Cuentan de un indiano, que al regresar muy rico de América lo hizo en un camarote de primera de un lujoso trasatlántico donde trabó amistad con gentes también de primera clase. Al desembarcar se intercambiaron tarjetas y comprobó, con cierto complejo, que todas, menos la suya, lucían algún título más o menos relevante debajo de los nombres; y como quiera que él quería igualarse a sus compañeros de viaje que le deslumbraban en importancia (que la tendrían, sin duda, pero sobre todo él se la daba) ni corto ni perezoso, fue a una imprenta y se encargó otras a las que a su nombre mando añadir: "ex-pasajero del Trasatlántico Santa María".

En las tarjetas comerciales, que son las que intercambiamos con mayor frecuencia se destacan, mayormente con acierto, los logos de las marcas y a veces algun slogan que ayuda a identificar rápidamente la identidad y objetivo de quien la presenta. Algo así como debían de ser las que usaba Antonio, pero, como decía antes, cuando decidió entrar en el mercado francés se encontró con que cuando hacía llegar su tarjeta al "patrón" a través de otra persona, en muchas ocasiones no debían entender muy bien su contenido o en qué consistía la oferta y ni siquiera le recibían. De manera que buscando la forma de conseguirlas más expresivas para lograr la entrevista, llegó a la conclusión de hacerlas de goma representando una faldilla salvabarros; de tal modo, que era imposible que quien la recibiera dudara de cual era el producto que se ofrecía. Esta idea, que me parece audaz y genial, le abrió, muchas puertas y le ayudó notablemente al éxito que, me consta, alcanzó y sigue manteniendo.

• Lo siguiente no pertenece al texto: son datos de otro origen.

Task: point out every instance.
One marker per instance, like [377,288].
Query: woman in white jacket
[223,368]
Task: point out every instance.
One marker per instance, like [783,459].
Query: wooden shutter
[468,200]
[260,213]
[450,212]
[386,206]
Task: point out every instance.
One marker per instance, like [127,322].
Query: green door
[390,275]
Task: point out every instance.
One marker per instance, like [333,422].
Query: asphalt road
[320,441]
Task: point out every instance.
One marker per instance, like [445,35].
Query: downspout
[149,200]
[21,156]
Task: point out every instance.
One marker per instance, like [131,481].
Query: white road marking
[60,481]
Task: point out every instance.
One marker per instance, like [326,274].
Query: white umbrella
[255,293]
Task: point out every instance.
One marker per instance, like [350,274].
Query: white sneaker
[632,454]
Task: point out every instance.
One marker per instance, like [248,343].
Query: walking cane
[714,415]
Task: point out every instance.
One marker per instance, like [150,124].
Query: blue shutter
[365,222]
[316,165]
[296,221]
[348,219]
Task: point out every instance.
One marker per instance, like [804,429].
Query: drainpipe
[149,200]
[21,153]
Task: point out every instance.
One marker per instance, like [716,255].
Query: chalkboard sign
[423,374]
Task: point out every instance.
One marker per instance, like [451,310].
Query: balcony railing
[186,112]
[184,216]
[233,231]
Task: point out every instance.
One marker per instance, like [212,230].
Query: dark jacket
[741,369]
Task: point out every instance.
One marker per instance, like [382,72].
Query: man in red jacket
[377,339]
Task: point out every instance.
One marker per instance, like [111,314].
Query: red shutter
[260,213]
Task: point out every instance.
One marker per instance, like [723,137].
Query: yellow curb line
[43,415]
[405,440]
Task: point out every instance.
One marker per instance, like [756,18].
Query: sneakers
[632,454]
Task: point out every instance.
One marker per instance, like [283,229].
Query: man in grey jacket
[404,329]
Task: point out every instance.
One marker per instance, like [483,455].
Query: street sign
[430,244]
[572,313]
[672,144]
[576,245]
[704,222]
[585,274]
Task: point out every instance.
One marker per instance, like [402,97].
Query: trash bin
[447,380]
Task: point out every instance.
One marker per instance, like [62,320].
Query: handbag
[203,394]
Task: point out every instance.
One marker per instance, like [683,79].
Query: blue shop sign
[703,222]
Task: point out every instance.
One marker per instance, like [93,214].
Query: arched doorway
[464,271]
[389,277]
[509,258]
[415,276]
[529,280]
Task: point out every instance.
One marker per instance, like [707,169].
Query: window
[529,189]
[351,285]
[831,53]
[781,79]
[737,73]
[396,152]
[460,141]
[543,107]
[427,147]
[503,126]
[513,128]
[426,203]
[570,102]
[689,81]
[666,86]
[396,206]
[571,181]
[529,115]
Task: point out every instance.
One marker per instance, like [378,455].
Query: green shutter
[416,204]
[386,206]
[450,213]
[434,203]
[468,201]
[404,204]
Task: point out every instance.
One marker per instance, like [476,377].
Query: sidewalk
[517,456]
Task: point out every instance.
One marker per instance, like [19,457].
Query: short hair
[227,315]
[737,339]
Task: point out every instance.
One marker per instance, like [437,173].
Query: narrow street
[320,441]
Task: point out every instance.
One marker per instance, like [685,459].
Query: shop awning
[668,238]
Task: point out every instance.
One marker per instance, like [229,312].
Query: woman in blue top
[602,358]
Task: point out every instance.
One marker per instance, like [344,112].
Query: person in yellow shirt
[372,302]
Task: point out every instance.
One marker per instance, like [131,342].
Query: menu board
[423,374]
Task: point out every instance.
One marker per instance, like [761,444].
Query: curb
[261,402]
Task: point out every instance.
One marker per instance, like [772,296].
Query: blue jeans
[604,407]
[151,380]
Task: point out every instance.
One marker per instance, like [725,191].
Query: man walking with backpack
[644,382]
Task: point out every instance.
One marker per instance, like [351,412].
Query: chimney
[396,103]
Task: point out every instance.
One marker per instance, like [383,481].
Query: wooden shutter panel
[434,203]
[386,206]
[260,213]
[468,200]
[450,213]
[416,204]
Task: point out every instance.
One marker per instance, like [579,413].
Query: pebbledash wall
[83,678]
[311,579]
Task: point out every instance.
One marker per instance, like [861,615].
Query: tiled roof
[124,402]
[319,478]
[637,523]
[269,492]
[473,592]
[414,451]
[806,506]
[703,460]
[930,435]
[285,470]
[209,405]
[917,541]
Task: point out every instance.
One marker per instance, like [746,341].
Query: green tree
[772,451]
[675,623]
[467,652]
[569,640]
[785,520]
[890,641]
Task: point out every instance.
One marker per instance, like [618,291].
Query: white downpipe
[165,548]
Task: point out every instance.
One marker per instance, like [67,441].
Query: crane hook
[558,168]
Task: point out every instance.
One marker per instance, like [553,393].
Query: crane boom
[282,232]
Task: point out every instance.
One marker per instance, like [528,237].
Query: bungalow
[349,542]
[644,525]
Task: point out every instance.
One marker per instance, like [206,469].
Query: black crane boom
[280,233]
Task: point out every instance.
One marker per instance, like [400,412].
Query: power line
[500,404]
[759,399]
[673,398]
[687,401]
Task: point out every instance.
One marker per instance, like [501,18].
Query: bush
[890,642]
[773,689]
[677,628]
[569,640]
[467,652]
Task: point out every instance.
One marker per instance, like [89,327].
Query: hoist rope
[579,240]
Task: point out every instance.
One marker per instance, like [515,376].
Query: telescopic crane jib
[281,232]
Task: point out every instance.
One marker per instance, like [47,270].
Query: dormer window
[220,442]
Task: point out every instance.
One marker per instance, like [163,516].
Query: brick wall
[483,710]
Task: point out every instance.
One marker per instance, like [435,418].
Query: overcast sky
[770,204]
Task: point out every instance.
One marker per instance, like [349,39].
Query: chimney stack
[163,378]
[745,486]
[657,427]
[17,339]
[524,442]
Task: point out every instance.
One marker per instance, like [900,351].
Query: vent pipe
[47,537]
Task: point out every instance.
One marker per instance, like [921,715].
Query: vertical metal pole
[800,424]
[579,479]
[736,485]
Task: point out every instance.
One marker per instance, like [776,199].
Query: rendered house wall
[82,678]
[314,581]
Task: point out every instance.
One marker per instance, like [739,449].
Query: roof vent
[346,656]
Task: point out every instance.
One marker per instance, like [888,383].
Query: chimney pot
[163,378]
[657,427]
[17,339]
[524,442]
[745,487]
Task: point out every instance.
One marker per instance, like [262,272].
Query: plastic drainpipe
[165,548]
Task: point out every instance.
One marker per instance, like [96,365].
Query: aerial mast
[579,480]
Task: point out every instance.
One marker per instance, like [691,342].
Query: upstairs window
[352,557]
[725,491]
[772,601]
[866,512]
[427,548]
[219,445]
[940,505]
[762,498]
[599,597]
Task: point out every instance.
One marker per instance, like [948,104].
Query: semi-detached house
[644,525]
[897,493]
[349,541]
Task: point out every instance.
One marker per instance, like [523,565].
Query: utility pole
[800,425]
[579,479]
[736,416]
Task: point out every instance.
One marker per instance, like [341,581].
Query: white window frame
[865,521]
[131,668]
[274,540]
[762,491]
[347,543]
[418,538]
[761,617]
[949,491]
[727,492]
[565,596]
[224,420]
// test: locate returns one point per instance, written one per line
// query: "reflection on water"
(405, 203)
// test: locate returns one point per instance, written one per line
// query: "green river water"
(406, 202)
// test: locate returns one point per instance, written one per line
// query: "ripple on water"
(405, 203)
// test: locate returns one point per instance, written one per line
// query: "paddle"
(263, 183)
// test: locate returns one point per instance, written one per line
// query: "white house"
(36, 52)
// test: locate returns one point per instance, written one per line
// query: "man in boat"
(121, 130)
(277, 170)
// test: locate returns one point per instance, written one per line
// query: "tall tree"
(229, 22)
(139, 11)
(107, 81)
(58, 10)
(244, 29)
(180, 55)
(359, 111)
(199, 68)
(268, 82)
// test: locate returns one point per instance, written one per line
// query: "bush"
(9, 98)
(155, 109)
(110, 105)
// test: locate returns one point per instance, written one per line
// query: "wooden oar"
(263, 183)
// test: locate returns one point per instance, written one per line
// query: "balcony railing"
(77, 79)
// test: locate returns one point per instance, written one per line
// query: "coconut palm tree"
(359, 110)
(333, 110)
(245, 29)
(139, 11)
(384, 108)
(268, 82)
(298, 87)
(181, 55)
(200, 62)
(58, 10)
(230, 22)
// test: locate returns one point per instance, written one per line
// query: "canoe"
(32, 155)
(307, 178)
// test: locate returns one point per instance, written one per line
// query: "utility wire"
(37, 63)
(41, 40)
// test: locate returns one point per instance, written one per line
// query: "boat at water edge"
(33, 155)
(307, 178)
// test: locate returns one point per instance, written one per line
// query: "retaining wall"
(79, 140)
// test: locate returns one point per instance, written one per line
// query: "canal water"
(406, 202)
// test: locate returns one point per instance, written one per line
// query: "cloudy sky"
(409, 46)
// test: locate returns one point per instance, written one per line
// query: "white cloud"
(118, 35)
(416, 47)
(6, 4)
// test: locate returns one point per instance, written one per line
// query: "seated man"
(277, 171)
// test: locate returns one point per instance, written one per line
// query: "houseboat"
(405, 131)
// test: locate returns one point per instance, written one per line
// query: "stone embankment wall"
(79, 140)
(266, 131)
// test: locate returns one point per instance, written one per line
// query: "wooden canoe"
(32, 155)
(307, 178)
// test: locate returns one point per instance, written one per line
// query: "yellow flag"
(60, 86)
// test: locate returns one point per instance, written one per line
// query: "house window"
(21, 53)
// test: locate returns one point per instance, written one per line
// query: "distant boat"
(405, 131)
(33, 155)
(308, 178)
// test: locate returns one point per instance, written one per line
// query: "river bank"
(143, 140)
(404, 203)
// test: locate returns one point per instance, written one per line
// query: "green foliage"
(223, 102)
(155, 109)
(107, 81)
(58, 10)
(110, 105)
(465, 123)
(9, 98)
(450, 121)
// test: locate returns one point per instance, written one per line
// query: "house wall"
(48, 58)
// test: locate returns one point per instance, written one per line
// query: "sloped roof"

Hay en esto muchas ideas ejemplares, porque cada uno se busca su originalidad para llegar con mayor éxito al objetivo que persigue su publicidad. Pero habrá que reconocer que no es fácil conseguir una tarjeta que resulte más representativa del producto que ofrece. Así que no haremos nada de más si reconsideramos la posible mejora de las nuestras.